IL FOGLIO di giovedì 15 settembre 2005 pubblica a pagina 3 l'articolo "La (breve)fuga in Egitto dei palestinesi della nuova Gaza", un "viaggio a Rafah, città di frontiera senza confine".

Ecco il testo:

Rafah. Gli undici chilometri di confine tra Egitto e Striscia
di Gaza evacuati dalle forze israeliane sono passati sotto
il controllo delle forze di sicurezza egiziane. La situazione
lungo la frontiera, ieri, era confusa. "Dov’è l’ordine?", si
chiedeva un egiziano davanti all’alto muro che divide la
città di Rafah in due: una parte egiziana, l’altra palestinese.

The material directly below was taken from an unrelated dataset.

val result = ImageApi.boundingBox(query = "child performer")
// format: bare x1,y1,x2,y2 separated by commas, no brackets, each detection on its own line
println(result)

Da diverse ore, infatti, migliaia di palestinesi stanno entrando
e uscendo dalla Striscia, prima attraverso passaggi
ufficiali, poi attraverso brecce nel cemento armato o nel
metallo della barriera. Uomini, donne, anziani, ma soprattutto
ragazzini hanno affollato le strade della Rafah egiziana
e della vicina al Arish. Sul retro di colorati pick-up, decine
di adolescenti si sono mosse fra le cittadine del Sinai.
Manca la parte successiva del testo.